Hari Minggu tiba. Hari di mana fitting baju sesuai rencana. Nada sudah ada di rumah Melody pagi-pagi, kira-kira pukul delapan dia sampai di sana sesuai janji dengan Herman dan Ani, tetapi tidak dengan Melody. Saat Nada sampai, gadis itu baru saja bangun dari tidurnya yang lelap—itu pun dibangunkan Bi Tini—meski dengan marah-marah dan drama, akhirnya dia mau mandi juga.

Dan parahnya, sudah dua jam Melody belum juga keluar kamar.

Cowok itu berdecak berkali-kali dan tak henti-hentinya melirik jam di pergelangan tangannya. Raut wajahnya sudah tak enak untuk dilihat—masam—kalau saja bukan karena orang tua, mungkin Nada sudah pulang dari pada harus menunggu perempuan lelet seperti itu.
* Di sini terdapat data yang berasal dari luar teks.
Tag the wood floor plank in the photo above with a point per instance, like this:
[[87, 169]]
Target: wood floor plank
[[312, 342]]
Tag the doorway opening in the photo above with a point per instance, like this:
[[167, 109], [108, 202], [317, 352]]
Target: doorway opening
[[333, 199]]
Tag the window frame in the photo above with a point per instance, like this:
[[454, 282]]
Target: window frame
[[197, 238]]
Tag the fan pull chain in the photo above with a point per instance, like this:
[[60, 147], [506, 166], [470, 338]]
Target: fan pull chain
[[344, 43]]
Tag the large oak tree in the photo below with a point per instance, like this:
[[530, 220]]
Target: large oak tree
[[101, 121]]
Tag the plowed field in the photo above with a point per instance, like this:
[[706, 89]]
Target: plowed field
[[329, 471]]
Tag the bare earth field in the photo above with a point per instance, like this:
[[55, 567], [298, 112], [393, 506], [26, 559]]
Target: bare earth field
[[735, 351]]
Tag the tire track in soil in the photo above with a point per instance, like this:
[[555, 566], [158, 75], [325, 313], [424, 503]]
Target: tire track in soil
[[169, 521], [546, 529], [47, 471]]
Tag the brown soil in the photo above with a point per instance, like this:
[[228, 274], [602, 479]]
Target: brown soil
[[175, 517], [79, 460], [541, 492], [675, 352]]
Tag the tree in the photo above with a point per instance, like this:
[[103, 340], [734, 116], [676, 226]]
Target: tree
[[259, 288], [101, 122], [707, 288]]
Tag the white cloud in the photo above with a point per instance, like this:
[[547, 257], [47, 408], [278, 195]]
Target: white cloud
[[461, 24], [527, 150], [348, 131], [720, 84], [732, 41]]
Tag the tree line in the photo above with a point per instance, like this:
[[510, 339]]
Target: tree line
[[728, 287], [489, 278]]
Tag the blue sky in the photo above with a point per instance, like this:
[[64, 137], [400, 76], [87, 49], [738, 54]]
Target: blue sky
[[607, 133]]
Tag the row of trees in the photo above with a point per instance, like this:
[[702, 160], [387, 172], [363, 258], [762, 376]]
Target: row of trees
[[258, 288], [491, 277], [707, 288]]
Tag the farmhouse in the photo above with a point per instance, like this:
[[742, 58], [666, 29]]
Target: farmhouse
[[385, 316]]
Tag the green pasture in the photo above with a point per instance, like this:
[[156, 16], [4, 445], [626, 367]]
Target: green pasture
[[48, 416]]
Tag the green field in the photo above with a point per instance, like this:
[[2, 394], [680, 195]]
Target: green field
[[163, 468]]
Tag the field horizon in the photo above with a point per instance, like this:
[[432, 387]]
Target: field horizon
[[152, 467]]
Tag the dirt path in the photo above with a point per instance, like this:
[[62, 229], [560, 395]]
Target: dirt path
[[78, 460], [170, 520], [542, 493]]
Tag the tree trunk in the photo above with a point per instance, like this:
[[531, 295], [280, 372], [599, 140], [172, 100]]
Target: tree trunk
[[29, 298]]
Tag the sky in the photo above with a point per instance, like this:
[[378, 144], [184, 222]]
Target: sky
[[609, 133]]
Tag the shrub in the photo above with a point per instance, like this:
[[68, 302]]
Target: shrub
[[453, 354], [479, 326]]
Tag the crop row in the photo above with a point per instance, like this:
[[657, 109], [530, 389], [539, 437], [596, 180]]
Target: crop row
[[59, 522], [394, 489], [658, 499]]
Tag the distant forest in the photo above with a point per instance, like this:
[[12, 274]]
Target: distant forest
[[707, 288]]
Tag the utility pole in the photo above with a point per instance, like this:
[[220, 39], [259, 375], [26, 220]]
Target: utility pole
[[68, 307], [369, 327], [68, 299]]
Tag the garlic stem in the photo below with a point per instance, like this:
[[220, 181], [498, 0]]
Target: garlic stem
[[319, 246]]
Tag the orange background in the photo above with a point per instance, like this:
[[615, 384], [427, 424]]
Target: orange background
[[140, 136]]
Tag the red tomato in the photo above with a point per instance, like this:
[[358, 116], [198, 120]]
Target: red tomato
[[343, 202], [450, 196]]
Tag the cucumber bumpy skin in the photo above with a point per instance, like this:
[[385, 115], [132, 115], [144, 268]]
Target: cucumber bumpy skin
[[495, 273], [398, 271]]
Dia nyaris ingin menyerah, karena Nada tipikal laki-laki yang tidak suka mengulur banyak waktu, apalagi acara penting seperti ini. Dia berdiri, melangkah perlahan menuju ruang keluarga—dengan alasan untuk pamit pada Ani atau Herman—dan menunggu Melody di tempat butik saja.

Namun, baru saja Nada mengintip ke arah sana, muncul sosok yang sedari tadi menguji kesabarannya. Melody. Gadis itu pagi ini berpakaian kasual, mengenakan kaus lengan pendek berwarna putih yang dipadu dengan jas berwarna kuning mustard dengan model setengah lengan, dia juga mengenakan celana jeans warna light blue dan high-heels senada dengan jas. Rambutnya terurai panjang dibuat bergelombang.

Penampilannya terlihat sangat cantik dan rupawan. Dengan riasan wajah yang tidak begitu mencolok dengan lipstik ombre merah dan nude. Karena bagi Melody; memberi kesan terbaik dalam penampilan adalah hal yang mutlak.

Untuk kedua kalinya, Nada terkesima begitu melihat penampilan Melody yang terlihat sangat cantik dan elegan. Laki-laki itu sejenak terpaku memandangi Melody tanpa berkedip.

“Helloowww!!” Melody melambaikan tangannya, membuat Nada mengalihkan pandangan. “Biasa aja lihatin gue-nya.”

“Udah selesai?” Nada melirik jam di pergelangan tangannya. “Buruan, nanti terlalu siang.”

“Oke.” Melody kembali berjalan, meninggalkan Nada.